Generative Engine Optimization (GEO) is the term coined inside the SEO industry for the same shift Answer Engine Optimization describes from a different angle: large language models now sit between your buyers and your site, summarizing and recommending instead of linking. GEO is the work of getting your brand to surface inside those generated answers.
GEO vs AEO
The two terms describe overlapping problems with different lineages.

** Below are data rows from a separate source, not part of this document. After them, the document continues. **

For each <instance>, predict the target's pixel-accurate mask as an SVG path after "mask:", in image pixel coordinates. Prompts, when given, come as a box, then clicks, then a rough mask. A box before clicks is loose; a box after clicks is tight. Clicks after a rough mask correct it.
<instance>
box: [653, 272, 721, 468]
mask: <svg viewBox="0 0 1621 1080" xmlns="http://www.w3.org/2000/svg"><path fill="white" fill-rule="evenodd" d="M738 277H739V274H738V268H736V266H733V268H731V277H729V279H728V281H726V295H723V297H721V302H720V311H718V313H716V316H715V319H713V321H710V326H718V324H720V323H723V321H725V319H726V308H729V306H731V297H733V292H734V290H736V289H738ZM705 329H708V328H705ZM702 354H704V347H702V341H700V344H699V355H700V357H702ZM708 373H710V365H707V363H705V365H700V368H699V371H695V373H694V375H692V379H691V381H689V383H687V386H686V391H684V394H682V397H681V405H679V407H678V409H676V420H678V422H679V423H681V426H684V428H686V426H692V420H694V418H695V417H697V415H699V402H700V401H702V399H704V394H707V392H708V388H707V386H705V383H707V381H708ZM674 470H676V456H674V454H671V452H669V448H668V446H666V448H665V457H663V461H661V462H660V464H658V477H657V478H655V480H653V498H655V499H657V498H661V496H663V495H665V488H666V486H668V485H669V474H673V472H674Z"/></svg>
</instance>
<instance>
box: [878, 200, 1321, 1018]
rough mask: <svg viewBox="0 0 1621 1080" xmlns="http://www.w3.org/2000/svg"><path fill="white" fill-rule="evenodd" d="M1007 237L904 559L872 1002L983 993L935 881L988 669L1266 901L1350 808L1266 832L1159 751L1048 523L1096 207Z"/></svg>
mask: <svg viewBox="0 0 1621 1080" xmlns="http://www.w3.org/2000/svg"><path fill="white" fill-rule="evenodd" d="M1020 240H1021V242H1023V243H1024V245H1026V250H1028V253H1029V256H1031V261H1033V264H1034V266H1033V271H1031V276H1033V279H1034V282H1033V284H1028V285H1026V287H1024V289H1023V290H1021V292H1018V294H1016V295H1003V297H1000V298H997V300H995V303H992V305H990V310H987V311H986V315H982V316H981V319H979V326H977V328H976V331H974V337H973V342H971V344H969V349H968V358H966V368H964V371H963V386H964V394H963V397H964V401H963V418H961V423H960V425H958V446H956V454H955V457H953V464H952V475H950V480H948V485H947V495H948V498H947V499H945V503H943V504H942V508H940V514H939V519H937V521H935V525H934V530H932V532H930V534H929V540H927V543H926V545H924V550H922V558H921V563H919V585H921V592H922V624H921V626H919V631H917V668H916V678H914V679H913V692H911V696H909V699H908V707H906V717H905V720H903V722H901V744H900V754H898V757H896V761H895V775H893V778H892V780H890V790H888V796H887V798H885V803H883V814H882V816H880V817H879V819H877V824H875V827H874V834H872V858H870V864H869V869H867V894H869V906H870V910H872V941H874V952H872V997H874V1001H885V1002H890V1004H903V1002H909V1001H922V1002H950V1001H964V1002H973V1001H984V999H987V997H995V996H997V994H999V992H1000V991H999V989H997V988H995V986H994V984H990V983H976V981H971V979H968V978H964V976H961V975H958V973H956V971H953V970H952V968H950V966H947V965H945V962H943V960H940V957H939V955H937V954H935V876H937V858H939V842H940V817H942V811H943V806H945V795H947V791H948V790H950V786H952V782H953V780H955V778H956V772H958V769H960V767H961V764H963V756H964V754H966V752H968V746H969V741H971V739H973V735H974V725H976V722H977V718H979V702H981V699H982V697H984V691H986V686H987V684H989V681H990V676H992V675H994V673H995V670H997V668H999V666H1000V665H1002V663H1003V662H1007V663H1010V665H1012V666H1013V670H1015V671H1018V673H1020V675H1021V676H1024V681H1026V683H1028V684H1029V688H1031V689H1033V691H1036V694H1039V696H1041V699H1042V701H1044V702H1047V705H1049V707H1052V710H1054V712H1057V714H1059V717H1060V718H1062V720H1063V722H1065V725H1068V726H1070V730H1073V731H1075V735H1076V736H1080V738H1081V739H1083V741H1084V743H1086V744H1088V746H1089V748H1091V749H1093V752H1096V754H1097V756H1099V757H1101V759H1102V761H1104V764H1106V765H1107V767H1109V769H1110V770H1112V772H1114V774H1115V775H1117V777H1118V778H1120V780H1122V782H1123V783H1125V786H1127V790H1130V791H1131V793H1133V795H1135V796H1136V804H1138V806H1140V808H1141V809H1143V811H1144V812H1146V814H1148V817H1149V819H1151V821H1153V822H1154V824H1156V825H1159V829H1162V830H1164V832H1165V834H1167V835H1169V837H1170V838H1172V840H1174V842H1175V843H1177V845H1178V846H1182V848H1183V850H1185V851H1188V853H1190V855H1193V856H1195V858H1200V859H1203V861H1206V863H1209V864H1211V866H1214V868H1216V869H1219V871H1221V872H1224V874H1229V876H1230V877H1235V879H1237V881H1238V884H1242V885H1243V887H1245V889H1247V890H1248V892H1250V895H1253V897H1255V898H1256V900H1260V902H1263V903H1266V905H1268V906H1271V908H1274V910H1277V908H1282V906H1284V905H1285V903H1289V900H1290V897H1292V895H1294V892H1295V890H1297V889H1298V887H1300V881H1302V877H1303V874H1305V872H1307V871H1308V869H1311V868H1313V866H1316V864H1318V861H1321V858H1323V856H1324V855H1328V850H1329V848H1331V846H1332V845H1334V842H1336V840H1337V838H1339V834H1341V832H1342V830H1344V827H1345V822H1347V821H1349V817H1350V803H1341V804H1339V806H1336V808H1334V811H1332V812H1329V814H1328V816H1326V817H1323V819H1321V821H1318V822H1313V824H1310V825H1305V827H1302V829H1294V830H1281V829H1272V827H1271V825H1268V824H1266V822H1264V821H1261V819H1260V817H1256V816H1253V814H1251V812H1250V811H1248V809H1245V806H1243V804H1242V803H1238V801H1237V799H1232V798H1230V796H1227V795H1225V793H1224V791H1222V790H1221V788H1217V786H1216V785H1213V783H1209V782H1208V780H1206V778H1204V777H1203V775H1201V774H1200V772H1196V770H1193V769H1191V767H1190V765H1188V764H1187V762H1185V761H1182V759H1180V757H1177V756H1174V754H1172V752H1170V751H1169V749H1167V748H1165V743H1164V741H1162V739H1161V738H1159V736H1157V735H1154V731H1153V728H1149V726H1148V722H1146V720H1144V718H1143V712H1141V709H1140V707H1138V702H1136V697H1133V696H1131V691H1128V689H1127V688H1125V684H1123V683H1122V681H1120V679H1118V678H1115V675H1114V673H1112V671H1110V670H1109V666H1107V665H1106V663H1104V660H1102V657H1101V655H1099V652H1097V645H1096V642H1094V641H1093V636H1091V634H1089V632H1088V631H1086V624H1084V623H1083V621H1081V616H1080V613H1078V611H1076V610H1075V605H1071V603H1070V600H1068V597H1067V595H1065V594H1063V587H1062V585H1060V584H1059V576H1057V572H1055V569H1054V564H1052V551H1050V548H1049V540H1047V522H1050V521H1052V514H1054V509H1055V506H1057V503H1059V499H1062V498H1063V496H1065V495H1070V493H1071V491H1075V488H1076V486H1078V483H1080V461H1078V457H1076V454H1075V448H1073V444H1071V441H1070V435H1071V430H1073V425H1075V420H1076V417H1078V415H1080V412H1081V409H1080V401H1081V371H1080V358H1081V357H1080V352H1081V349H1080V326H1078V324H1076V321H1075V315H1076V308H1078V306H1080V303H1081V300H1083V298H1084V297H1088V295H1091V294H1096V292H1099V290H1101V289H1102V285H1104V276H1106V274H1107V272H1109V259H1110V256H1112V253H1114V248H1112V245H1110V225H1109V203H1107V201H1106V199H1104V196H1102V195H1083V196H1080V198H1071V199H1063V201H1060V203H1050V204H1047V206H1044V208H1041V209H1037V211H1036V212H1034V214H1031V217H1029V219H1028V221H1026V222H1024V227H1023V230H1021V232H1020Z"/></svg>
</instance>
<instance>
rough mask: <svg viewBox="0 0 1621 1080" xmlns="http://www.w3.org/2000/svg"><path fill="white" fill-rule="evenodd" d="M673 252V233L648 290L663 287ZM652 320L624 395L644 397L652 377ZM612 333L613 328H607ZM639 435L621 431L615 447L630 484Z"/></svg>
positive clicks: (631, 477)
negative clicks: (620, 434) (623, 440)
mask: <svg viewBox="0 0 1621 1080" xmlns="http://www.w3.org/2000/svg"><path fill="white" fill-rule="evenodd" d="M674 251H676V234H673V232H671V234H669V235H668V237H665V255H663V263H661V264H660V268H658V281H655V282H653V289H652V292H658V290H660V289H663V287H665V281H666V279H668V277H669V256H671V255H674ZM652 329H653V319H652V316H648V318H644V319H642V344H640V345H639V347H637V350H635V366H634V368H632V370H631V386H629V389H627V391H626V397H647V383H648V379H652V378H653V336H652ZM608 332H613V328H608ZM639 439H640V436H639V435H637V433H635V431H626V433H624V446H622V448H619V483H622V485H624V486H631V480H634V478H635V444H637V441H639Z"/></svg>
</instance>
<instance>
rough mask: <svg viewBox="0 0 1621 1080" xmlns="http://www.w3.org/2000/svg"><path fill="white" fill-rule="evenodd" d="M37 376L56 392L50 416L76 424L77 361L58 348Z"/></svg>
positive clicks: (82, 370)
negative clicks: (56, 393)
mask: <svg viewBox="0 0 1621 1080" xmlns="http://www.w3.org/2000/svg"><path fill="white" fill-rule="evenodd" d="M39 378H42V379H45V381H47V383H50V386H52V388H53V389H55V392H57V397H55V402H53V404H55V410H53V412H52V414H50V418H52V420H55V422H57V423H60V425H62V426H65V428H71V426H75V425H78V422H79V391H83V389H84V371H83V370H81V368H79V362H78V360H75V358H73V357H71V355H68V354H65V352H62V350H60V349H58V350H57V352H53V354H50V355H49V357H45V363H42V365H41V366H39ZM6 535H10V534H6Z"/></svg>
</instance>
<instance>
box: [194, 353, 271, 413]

AEO comes from the answer-engine framing (ChatGPT, Perplexity, You.com). GEO comes from the SEO research community, popularized by the Princeton paper on Generative Engine Optimization and adopted by Search Engine Land. The metrics, the techniques, and the platforms are the same. Pick whichever vocabulary matches the team you are talking to.
What GEO research found
The original GEO paper showed that specific edits, citations from authoritative sources, quoting numbers, adding direct quotes, and structured statistics, increased visibility in generative answers by up to 40 percent on average. Those findings hold up in real-world tests on ChatGPT and Perplexity. The lesson is that AI assistants are not opaque: their preference for citation-rich, evidence-dense pages can be measured and improved against.
Where GEO becomes operational
GEO becomes a practical programme when you can run the same buyer questions before and after a content edit and observe whether your mention rate moves. That requires sampling the same prompt many times per model, because LLM answers vary across runs. A one-off check is not GEO. Continuous measurement is.